13.30         It may be time for the ASX and ASIC to review their guidance on risk management, placing an emphasis on the adequacy of internal compliance arrangements and appropriate reporting obligations for non-compliance. The government should also look more closely as to whether the legislation needs to be strengthened to require companies to have more robust systems in place to help them comply with applicable laws and regulations to foster a culture of compliance.

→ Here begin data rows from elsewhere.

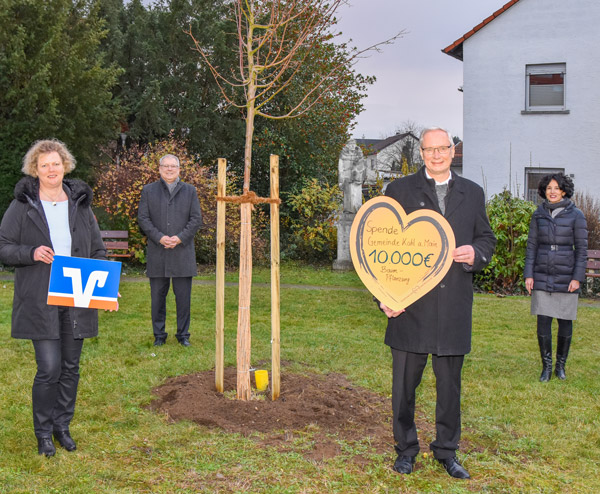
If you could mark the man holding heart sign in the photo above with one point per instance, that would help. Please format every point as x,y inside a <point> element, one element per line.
<point>439,323</point>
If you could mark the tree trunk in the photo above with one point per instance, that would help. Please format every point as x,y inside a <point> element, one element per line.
<point>245,282</point>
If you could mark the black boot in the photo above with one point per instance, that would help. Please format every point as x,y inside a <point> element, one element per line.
<point>545,343</point>
<point>562,351</point>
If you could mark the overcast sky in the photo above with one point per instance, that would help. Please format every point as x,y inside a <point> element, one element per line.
<point>415,80</point>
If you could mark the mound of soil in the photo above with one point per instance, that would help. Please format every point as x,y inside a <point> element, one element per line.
<point>328,407</point>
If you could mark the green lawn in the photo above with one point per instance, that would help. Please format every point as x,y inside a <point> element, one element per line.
<point>523,436</point>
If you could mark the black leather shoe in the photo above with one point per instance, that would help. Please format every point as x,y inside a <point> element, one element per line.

13.31         It should be noted that the maximum penalty for not reporting a significant breach (or likely breach) within ten business days of becoming aware of the breach (or likely breach) is:

13.32         ASIC should also bear in mind the lessons to be learnt from the CFPL and Macquarie Private Wealth cases and ensure that its surveillance of companies for compliance is far more intrusive and less trusting. Further, in light of the poor performance of the internal compliance regime in CFPL and Macquarie Private Wealth, the committee is also inclined to share Mr Medcraft's scepticism and ask 'what else is there?' The committee is concerned with Macquarie's failure to report and particularly the breakdown in its compliance regime. Indeed, as noted previously, Ms Bird told the committee that Macquarie Private Wealth had 'systemic failings of compliance and it had a poor compliance culture'.[34] The committee is concerned with the efficacy of the enforceable undertaking entered into as a result of serious compliance deficiencies within Macquarie Private Wealth. Given that ASIC did not, until recently, fully understand how the CBA was implementing its compensation schemes for clients affected by the CFPL scandal, the committee doubts ASIC is fully aware of the Macquarie business and remediation process. While the enforceable undertaking remains in place, ASIC should undertake intensive surveillance of Macquarie Private Wealth to ensure that ASIC's concerns are in fact being addressed and that a culture of compliance is being adopted.

Recommendation 8

13.33         The committee recommends that ASIC establish a pool of approved independent experts (retired experienced and hardened business people with extensive knowledge of compliance) from which to draw when concerns emerge about a poor compliance culture in a particular company. The special expert would review and report to the company and ASIC on suspected compliance failings with the process funded by the company in question.

Recommendation 9

13.34         The committee recommends that the government consider increased penalties and alternatives to court action, such as infringement notices, for Australian financial services licensees that fail to lodge reports of significant breaches to ASIC within the required time.

Recommendation 10

13.35         The committee recommends that ASIC review its surveillance activity with a view to making it more effective in detecting deficiencies in internal compliance arrangements.

Recommendation 11

13.36         In light of the Commonwealth Financial Planning matter, the committee recommends that ASIC undertakes intensive surveillance of other financial advice businesses that have recently been a source of concern, such as Macquarie Private Wealth, to ensure that ASIC's previous concerns are being addressed and that there are no other compliance deficiencies. ASIC should make the findings of its surveillance public and, in due course, provide a report to this committee.